El boom del indie de los años 2000 tuvo mucho que ver con el fin del britpop y el auge del pop mainstream sobreproducido. En ese contexto, muchos pedían a gritos canciones y agrupaciones más auténticas, y fue así como surgieron proyectos como The Strokes y Arctic Monkeys, por nombrar solo dos conjuntos que fueron una referencia por aquellos años.
Poco a poco, más artistas se animaron a zambullirse en el género, lo que se tradujo en un amplio abanico de propuestas para los melómanos. Sin embargo, de los temas que vieron la luz por aquel entonces, pocos llegaron al número uno.
Las canciones que llegaron al 1
En Estados Unidos, los tracks que sí lo lograron en el Billboard Modern Rock Tracks fueron "Steady, As She Goes", de The Raconteurs; "No One Knows", de Queens of the Stone Age; "Seven Nation Army", de The White Stripes; "When You Were Young", de The Killers, y "Sex on Fire", de Kings of Leon, entre otros.
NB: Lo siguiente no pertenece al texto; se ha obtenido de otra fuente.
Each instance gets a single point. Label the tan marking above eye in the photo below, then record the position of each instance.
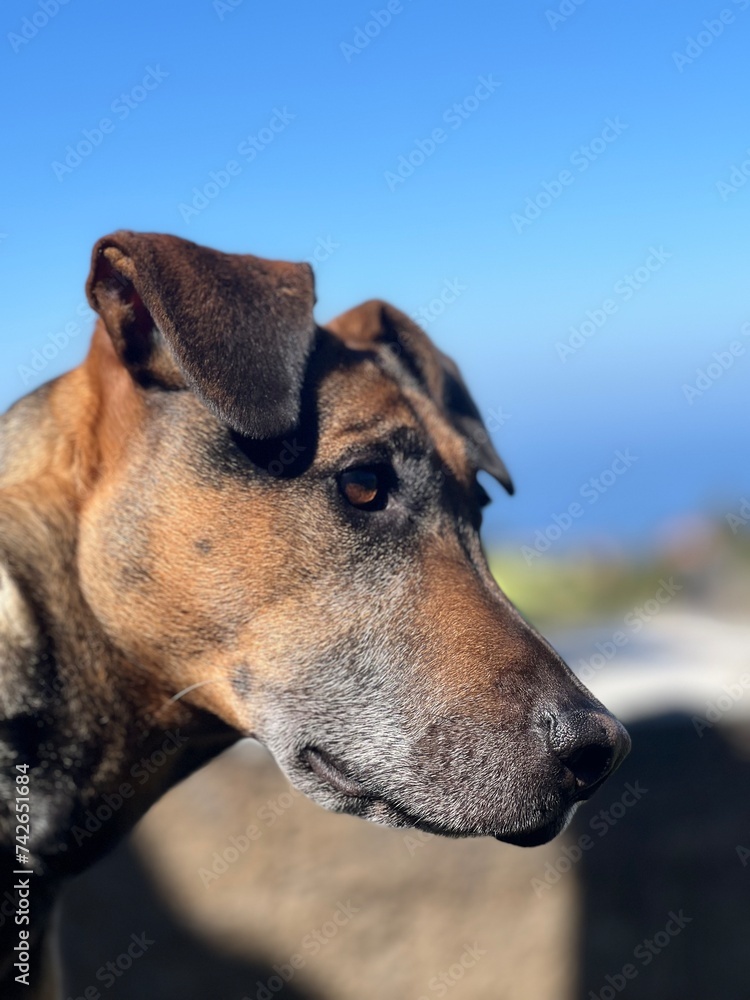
(360, 486)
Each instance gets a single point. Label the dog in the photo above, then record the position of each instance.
(230, 521)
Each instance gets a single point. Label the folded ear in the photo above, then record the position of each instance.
(236, 329)
(377, 322)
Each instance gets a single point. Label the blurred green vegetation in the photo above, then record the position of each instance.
(709, 562)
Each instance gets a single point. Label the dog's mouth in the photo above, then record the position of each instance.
(324, 767)
(363, 801)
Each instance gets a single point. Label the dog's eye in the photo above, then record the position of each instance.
(366, 487)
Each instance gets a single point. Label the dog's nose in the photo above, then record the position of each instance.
(590, 745)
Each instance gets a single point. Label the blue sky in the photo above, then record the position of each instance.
(629, 124)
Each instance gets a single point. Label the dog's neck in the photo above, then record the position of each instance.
(102, 740)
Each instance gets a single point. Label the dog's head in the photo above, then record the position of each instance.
(285, 526)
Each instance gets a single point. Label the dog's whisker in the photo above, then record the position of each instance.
(187, 690)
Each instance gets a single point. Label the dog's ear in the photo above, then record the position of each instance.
(377, 322)
(236, 329)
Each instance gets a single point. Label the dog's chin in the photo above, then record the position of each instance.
(334, 789)
(538, 835)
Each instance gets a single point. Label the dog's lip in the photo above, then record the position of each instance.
(531, 838)
(328, 770)
(324, 767)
En el Reino Unido, Arctic Monkeys hicieron lo propio no una, sino dos veces con "I Bet You Look Good On the Dancefloor" y "When the Sun Goes Down". Además, consiguieron que todos sus álbumes, a excepción de The Car (2022), encabezaran el UK Albums Chart.
Pero el dato más revelador es el de las canciones que no llegaron a la cima de las listas. Tres claros ejemplos de esto fueron "Last Nite" y "Reptilia", de The Strokes, y "Mr. Brightside", de The Killers, esta última una de las pistas más escuchadas en la historia del streaming.